InDro Robotics has flown two drone missions utilizing a Rogers 5G network – another important Canadian first. The flights took place at the University of British Columbia (UBC) in April, 2021.
This milestone demonstrated potential future applications of 5G-enabled autonomous flights in Canada and around the world.
The two UAVs, both manufactured and operated by InDro Robotics, were standard quad models integrated with a 5G transmitter/receiver. The RPAS units used the Rogers 5G network at UBC to perform various tasks during test flights.
InDro flies drone missions over Rogers 5G network
The 5G network was installed by Rogers as part of a three-year, multimillion dollar partnership with UBC. The goal is to build a real-world 5G hub on campus that will be the blueprint for 5G innovation and research in Canada.
Drones generally communicate using standard radio frequencies. These have limited range and data bandwidth. Flying drones over the Rogers 5G network, InDro Robotics can share videos and even dense data with multiple users anywhere on the network at a much faster rate.
The InDro Robotics mission flying drones over 5G networks
The drone flights, carried out by InDro Robotics over a Rogers 5G network, were highly successful. The drones completed tasks such as picking up and dropping off a box containing first-aid medical supplies from one location to another.

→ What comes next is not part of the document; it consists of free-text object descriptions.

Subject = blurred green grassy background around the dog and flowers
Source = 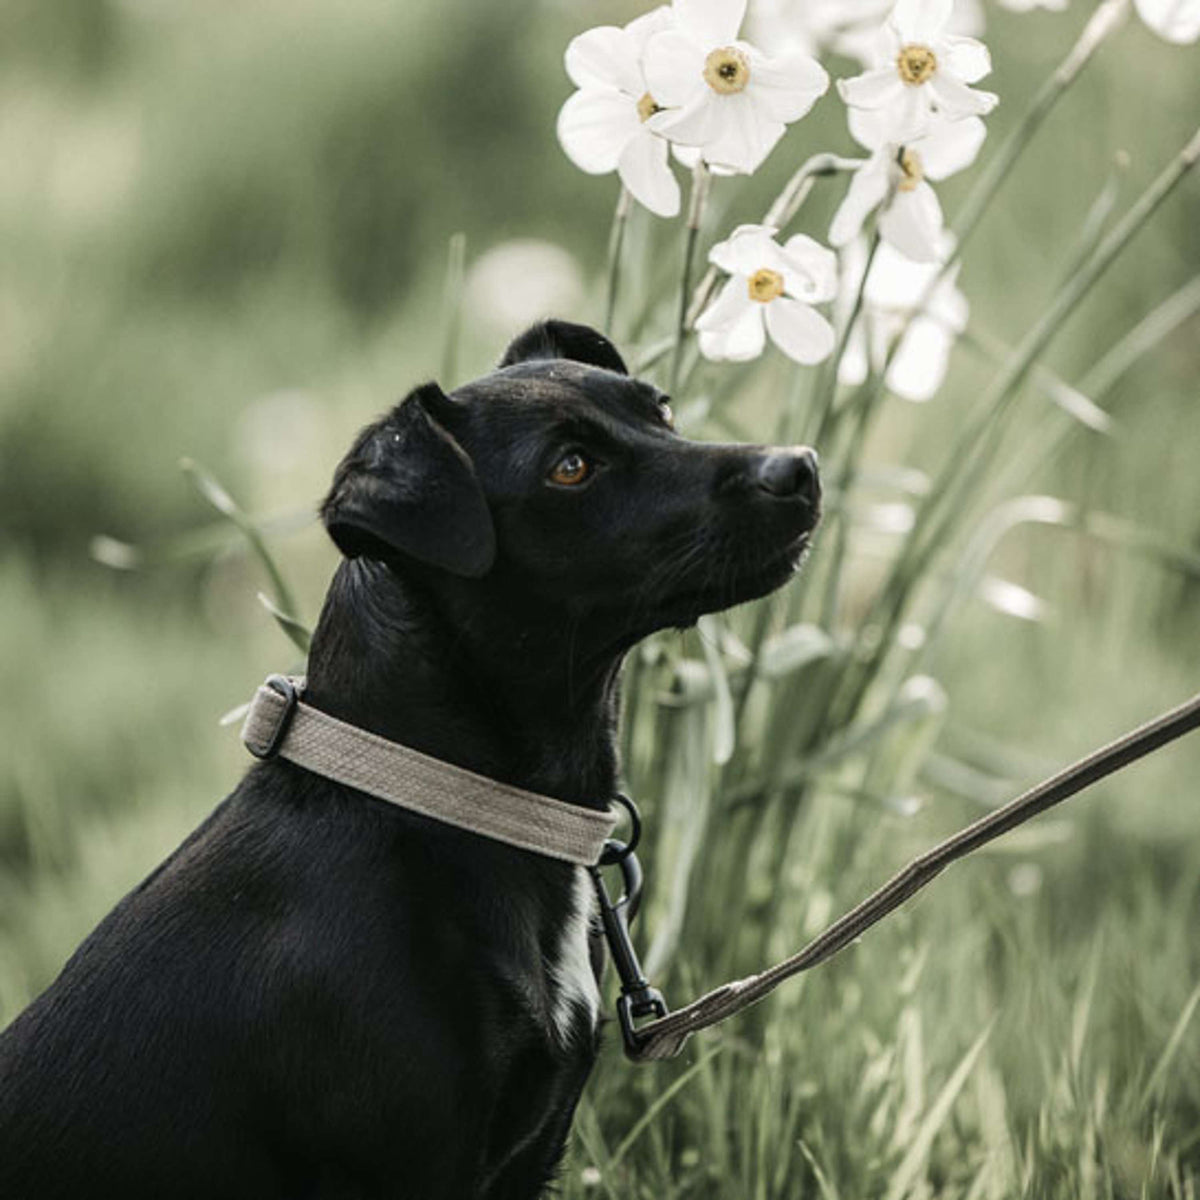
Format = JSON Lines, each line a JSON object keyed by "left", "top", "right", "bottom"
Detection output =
{"left": 0, "top": 0, "right": 1200, "bottom": 1198}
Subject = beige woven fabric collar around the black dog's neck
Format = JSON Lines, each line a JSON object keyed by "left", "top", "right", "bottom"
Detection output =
{"left": 241, "top": 676, "right": 617, "bottom": 866}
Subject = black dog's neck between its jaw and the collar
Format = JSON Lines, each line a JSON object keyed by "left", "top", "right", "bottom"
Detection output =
{"left": 305, "top": 558, "right": 623, "bottom": 808}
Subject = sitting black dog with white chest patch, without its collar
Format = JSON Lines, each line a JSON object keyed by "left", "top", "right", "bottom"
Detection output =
{"left": 0, "top": 323, "right": 818, "bottom": 1200}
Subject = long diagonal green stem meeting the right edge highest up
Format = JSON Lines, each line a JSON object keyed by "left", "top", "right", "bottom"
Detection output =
{"left": 839, "top": 119, "right": 1200, "bottom": 720}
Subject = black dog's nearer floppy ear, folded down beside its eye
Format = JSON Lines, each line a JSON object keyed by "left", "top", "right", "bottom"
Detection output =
{"left": 320, "top": 383, "right": 496, "bottom": 578}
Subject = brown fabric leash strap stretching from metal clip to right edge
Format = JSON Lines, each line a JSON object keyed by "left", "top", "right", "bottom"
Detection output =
{"left": 626, "top": 695, "right": 1200, "bottom": 1061}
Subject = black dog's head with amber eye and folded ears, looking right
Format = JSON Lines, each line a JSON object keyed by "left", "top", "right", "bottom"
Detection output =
{"left": 322, "top": 322, "right": 820, "bottom": 667}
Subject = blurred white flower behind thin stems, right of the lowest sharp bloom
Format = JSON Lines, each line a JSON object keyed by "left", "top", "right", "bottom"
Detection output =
{"left": 838, "top": 233, "right": 970, "bottom": 401}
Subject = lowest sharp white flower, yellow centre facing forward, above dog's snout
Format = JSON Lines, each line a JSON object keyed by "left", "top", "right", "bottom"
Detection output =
{"left": 696, "top": 226, "right": 838, "bottom": 364}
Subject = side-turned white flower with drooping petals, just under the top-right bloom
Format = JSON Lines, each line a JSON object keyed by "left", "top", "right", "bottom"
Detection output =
{"left": 829, "top": 108, "right": 988, "bottom": 263}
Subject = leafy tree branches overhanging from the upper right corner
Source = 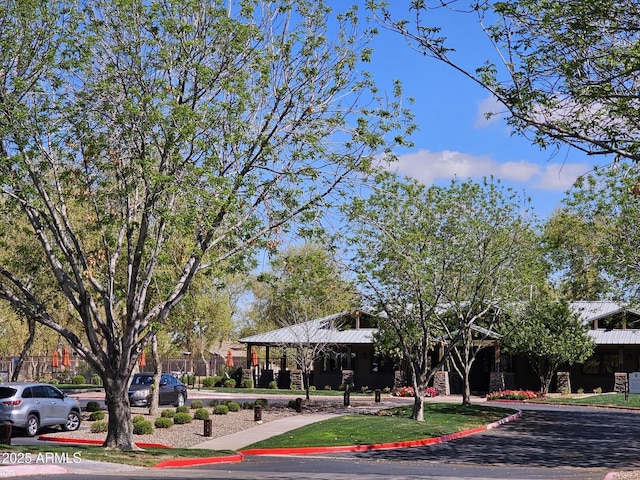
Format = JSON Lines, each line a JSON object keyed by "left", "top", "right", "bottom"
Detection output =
{"left": 367, "top": 0, "right": 640, "bottom": 161}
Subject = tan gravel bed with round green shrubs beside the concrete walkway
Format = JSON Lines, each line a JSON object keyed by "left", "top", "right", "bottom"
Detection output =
{"left": 40, "top": 401, "right": 370, "bottom": 448}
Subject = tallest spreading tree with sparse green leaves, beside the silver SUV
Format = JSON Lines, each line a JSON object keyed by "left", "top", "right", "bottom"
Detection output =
{"left": 0, "top": 0, "right": 406, "bottom": 449}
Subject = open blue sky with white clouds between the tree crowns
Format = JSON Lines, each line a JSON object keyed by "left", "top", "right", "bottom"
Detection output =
{"left": 350, "top": 0, "right": 593, "bottom": 218}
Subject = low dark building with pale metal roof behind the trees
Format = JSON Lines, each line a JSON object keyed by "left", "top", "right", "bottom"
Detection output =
{"left": 240, "top": 301, "right": 640, "bottom": 392}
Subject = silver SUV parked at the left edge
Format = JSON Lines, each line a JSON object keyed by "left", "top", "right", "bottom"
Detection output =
{"left": 0, "top": 382, "right": 80, "bottom": 437}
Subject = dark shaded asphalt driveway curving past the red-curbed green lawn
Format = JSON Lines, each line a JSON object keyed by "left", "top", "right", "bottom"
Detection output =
{"left": 350, "top": 404, "right": 640, "bottom": 470}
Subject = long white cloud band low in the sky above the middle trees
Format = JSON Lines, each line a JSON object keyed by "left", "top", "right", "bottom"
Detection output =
{"left": 389, "top": 150, "right": 589, "bottom": 191}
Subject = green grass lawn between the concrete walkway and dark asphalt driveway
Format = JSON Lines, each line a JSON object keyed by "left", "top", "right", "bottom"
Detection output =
{"left": 246, "top": 403, "right": 513, "bottom": 450}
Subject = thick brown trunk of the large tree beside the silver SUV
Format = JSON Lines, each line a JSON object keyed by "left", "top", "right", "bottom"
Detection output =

InDro Robotics President and CEO, Philip Reece, said the ability to fly utilizing a 5G network opens up more opportunities for new uses for UAV technology, such as deployment during natural disasters and critical incidents. The use of 5G allows sharing data with multiple users. More importantly, it enables the operation of UAVs from off-site command centres that could be hundreds or thousands of kilometres away from the mission.
“Two greatly anticipated technologies that have developed over the past years are commercial drones and 5G networks. On their own each have an amazing impact on many industries. Together, they do so much more. We now have drones flying over public and private 5G networks that can collect and send data into the cloud for AI processing and back to offsite command centres with near-zero latency. This enables drones to operate smarter and safer, sharing critical data with those that need it instantly. This helps keep First Responders out of harm’s way, and allows engineers to inspect infrastructure faster and more efficiently. It also helps keep airspace safe, and so much more,” said Reece.
“We are proud to be leading the industry in deploying drones over cellular networks in North America.”